Hi Sagi,
There is a regression introduced in 5.0.0-rcx with this commit b65bb777ef22 (" nvme-rdma: support separate queue maps for read and write")
on the initiator side while running NVMEoF on i40iw device.
The crash is at https://elixir.bootlin.com/linux/v5.0-rc2/source/drivers/nvme/host/rdma.c#L303
It appears it's because the nvme rdma queue data struct being referenced in
nvme_rdma_init_request() has not been setup yet via nvme_rdma_alloc_queue().
Any idea why this might be the case?
Hi Shiraz,
What is the exact nvme-cli command you are running?

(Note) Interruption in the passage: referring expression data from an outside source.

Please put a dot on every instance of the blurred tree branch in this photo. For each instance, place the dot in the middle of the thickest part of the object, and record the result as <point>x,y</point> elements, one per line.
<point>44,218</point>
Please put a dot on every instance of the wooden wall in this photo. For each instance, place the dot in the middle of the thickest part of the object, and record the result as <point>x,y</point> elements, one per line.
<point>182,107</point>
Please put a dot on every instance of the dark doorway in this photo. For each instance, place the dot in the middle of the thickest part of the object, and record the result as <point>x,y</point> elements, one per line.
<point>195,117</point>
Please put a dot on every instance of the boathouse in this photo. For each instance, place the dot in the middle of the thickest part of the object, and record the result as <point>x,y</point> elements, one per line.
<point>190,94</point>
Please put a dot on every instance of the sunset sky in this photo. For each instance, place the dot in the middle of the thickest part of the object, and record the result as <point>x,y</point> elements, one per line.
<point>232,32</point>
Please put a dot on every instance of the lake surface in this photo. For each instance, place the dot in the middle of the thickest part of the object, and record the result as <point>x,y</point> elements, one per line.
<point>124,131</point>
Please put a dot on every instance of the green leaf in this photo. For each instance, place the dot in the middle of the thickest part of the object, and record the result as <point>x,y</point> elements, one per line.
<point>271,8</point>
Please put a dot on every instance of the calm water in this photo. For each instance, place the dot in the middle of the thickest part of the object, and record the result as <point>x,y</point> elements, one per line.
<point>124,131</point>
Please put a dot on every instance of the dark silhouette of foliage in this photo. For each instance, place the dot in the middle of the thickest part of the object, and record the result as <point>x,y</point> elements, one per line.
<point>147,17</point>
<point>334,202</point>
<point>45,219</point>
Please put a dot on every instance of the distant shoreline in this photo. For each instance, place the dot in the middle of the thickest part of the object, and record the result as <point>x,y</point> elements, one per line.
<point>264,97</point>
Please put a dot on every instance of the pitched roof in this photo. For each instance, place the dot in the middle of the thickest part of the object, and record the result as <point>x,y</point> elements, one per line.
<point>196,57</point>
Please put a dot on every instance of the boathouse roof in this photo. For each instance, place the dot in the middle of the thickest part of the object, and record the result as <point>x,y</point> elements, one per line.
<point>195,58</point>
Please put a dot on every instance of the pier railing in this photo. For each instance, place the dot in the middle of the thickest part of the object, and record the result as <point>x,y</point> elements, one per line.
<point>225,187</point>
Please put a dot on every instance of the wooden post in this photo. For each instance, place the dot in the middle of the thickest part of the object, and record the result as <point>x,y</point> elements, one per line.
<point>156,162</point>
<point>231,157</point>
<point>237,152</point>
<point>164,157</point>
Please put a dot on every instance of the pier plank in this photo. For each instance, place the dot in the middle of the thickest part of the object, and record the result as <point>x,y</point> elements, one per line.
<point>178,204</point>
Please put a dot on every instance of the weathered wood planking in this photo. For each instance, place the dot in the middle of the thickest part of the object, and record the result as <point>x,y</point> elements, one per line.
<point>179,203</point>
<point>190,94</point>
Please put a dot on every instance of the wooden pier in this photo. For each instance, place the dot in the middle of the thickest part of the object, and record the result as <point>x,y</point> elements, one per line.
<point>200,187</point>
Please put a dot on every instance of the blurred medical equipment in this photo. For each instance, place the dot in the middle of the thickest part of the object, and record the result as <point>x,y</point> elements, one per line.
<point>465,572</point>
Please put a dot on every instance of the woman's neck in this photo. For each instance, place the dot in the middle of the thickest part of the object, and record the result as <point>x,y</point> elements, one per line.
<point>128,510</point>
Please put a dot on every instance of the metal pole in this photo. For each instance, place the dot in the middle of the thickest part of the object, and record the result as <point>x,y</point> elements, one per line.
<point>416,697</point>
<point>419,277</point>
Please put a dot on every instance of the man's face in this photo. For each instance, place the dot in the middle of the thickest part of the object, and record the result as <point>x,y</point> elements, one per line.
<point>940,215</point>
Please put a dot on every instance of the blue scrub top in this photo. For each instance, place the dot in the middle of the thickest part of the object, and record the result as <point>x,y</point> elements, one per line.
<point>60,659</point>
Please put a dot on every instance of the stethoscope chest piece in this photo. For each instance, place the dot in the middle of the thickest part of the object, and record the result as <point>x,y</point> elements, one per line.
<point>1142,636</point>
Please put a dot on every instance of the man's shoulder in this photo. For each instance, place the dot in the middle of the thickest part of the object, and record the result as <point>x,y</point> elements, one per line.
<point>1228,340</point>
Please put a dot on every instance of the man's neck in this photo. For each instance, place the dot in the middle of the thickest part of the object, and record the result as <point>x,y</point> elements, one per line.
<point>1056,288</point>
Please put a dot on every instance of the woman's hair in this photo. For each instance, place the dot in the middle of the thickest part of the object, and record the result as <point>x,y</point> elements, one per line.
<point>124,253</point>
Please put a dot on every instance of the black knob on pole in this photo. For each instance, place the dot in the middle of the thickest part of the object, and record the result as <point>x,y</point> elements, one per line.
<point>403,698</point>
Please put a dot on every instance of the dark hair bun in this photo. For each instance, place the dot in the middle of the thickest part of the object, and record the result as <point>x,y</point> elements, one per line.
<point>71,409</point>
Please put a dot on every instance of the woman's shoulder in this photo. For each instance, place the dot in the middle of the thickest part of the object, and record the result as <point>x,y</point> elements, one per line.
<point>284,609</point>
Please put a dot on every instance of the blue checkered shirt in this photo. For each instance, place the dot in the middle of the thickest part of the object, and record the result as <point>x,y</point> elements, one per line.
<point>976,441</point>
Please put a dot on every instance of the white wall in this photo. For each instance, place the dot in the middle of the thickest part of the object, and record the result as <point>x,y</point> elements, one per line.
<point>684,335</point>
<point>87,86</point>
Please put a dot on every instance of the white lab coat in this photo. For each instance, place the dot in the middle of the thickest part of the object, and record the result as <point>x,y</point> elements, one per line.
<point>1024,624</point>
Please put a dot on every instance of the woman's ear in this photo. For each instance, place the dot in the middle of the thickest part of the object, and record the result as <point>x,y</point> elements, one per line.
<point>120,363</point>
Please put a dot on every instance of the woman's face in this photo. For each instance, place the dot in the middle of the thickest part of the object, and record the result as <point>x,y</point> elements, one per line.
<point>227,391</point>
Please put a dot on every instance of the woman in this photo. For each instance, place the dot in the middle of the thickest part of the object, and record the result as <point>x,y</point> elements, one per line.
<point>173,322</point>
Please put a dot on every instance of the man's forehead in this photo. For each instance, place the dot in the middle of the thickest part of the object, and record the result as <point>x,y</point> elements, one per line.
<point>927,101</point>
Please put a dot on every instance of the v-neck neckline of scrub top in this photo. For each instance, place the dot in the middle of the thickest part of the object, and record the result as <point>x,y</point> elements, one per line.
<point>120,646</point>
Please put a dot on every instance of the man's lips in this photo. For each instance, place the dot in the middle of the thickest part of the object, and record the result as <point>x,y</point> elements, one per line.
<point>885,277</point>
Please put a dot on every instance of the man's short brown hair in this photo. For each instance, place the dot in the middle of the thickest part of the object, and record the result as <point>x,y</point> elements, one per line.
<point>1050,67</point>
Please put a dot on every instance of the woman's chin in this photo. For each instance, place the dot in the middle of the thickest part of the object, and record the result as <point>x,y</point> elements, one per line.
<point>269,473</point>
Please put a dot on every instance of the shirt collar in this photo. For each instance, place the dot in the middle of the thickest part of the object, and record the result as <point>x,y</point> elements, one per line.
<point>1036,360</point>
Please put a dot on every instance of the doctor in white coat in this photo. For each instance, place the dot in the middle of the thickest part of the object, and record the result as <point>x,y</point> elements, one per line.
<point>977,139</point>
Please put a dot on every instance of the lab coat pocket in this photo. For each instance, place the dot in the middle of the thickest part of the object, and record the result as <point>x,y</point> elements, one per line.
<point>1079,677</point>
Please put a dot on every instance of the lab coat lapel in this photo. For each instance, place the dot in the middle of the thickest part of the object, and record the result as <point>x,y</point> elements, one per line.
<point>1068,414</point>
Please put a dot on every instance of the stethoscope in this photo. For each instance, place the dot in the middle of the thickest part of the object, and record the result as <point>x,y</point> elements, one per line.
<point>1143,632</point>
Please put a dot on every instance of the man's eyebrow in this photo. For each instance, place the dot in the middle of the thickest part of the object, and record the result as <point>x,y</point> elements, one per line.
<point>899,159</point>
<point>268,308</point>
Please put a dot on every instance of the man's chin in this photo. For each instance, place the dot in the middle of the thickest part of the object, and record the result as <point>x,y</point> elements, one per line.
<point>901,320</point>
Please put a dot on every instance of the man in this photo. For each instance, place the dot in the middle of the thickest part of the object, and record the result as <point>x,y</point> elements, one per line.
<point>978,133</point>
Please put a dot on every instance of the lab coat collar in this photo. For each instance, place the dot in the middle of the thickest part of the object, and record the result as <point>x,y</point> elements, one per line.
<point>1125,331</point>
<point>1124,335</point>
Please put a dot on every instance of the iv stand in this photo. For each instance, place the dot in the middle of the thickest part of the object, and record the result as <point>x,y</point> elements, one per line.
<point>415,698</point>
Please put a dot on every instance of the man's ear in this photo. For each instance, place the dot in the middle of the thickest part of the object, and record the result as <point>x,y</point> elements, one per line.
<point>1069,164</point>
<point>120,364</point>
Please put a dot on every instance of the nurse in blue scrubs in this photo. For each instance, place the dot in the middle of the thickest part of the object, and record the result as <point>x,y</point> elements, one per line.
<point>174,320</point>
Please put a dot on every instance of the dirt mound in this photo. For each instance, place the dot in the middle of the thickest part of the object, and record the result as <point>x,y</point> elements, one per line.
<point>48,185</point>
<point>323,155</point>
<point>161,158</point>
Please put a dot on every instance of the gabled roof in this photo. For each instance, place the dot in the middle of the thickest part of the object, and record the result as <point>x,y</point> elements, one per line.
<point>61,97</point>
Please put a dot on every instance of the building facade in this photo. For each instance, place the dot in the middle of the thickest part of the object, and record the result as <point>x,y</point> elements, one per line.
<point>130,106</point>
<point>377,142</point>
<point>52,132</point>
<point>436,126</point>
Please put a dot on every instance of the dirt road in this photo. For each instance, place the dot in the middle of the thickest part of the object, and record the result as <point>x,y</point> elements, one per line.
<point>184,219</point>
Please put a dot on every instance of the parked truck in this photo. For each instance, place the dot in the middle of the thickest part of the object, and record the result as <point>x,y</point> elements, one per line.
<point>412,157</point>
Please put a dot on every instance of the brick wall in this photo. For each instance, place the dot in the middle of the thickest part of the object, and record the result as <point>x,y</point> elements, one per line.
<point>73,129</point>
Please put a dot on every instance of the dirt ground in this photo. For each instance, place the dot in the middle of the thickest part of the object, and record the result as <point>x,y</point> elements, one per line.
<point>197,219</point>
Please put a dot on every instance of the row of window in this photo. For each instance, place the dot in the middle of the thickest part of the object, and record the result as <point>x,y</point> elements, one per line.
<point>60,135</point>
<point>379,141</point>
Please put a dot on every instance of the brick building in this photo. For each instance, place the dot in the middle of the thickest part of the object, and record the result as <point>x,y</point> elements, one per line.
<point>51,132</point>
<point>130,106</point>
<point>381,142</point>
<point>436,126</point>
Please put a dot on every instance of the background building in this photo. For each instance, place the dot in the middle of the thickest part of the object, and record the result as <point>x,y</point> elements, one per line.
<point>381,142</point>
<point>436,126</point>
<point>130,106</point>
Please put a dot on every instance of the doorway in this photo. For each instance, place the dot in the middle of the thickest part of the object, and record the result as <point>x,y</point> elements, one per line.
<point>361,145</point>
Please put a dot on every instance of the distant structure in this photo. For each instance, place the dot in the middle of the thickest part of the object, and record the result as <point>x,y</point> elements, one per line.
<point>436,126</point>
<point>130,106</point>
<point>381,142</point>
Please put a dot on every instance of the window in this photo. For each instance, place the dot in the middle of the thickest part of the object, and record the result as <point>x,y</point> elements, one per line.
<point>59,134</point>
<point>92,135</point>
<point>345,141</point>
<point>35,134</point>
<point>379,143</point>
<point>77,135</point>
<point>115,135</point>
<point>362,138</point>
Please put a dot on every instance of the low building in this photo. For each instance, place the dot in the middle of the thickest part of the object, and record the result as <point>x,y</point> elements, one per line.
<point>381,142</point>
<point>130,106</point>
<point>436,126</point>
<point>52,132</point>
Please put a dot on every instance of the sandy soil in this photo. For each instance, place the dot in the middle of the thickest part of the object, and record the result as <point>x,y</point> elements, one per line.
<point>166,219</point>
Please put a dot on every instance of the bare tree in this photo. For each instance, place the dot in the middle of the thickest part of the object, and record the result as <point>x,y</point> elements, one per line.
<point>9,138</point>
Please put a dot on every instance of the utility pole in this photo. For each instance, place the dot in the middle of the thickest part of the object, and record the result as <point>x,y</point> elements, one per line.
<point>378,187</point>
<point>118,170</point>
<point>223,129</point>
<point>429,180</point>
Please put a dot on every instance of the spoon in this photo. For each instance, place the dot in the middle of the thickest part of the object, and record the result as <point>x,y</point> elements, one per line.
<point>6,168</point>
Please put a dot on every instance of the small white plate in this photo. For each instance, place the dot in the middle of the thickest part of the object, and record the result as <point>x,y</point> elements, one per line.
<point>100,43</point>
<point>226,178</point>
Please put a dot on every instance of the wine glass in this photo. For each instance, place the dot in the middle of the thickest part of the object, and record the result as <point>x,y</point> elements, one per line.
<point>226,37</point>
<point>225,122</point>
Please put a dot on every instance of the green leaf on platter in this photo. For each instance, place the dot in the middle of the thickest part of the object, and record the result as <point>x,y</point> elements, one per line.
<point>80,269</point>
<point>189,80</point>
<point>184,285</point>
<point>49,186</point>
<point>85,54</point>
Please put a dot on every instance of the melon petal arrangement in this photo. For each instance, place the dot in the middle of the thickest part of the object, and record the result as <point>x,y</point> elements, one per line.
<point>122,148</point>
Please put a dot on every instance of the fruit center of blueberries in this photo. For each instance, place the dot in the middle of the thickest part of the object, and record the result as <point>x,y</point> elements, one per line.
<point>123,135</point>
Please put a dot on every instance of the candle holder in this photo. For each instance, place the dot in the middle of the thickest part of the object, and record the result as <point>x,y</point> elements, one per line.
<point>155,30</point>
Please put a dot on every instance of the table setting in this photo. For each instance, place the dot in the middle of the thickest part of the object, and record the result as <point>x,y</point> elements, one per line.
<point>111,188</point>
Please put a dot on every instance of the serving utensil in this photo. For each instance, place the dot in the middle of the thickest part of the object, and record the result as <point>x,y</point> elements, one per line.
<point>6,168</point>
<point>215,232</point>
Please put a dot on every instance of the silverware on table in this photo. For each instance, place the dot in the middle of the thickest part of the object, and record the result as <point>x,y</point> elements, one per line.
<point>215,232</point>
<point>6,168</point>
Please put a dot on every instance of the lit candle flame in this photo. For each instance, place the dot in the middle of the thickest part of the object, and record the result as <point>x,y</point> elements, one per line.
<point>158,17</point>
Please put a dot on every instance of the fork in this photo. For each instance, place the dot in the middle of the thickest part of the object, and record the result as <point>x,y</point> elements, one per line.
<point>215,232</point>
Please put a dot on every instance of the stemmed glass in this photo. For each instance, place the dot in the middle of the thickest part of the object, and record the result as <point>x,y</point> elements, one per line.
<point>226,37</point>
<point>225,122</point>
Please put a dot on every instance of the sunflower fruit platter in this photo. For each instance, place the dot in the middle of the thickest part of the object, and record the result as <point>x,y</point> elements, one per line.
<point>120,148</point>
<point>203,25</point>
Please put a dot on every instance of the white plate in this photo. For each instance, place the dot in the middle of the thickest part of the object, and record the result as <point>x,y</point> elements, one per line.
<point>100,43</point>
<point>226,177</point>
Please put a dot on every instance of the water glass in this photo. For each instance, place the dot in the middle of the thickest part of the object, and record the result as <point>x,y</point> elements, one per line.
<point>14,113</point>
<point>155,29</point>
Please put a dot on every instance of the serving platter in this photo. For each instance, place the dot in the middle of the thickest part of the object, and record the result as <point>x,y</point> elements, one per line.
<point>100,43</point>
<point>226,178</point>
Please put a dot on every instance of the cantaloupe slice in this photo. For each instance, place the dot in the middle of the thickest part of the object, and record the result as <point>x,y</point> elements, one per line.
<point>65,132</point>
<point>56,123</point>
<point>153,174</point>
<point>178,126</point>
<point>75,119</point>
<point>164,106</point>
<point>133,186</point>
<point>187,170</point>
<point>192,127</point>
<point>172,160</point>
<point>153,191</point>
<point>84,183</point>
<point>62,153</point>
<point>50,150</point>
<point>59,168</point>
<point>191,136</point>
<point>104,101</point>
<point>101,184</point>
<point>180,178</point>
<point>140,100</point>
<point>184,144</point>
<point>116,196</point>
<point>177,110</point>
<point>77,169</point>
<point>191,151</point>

It appears that you are trying to create 16 I/O queues but end up
creating only a single I/O queue? I guess that is due to the fact
that your device supports only a single queue. However it seems
that we initialize requests for a second hctx that wasn't allocated
(as we have a single I/O queue).
I think this should make this go away:
--
diff --git a/drivers/nvme/host/rdma.c b/drivers/nvme/host/rdma.c
index 079d59c04a0e..1962ce95e393 100644
--- a/drivers/nvme/host/rdma.c
+++ b/drivers/nvme/host/rdma.c
@@ -1781,7 +1781,7 @@ static int nvme_rdma_map_queues(struct
blk_mq_tag_set *set)
struct nvme_rdma_ctrl *ctrl = set->driver_data;
set->map[HCTX_TYPE_DEFAULT].queue_offset = 0;
- set->map[HCTX_TYPE_READ].nr_queues = ctrl->ctrl.opts->nr_io_queues;
+ set->map[HCTX_TYPE_READ].nr_queues = ctrl->ctrl.queue_count - 1;
if (ctrl->ctrl.opts->nr_write_queues) {
/* separate read/write queues */
set->map[HCTX_TYPE_DEFAULT].nr_queues =
@@ -1791,7 +1791,7 @@ static int nvme_rdma_map_queues(struct
blk_mq_tag_set *set)
} else {
/* mixed read/write queues */
set->map[HCTX_TYPE_DEFAULT].nr_queues =
- ctrl->ctrl.opts->nr_io_queues;
+ ctrl->ctrl.queue_count - 1;
set->map[HCTX_TYPE_READ].queue_offset = 0;
}
blk_mq_rdma_map_queues(&set->map[HCTX_TYPE_DEFAULT],
--
However I think we also need to account for this when assigning
write_queues and poll_queues as well...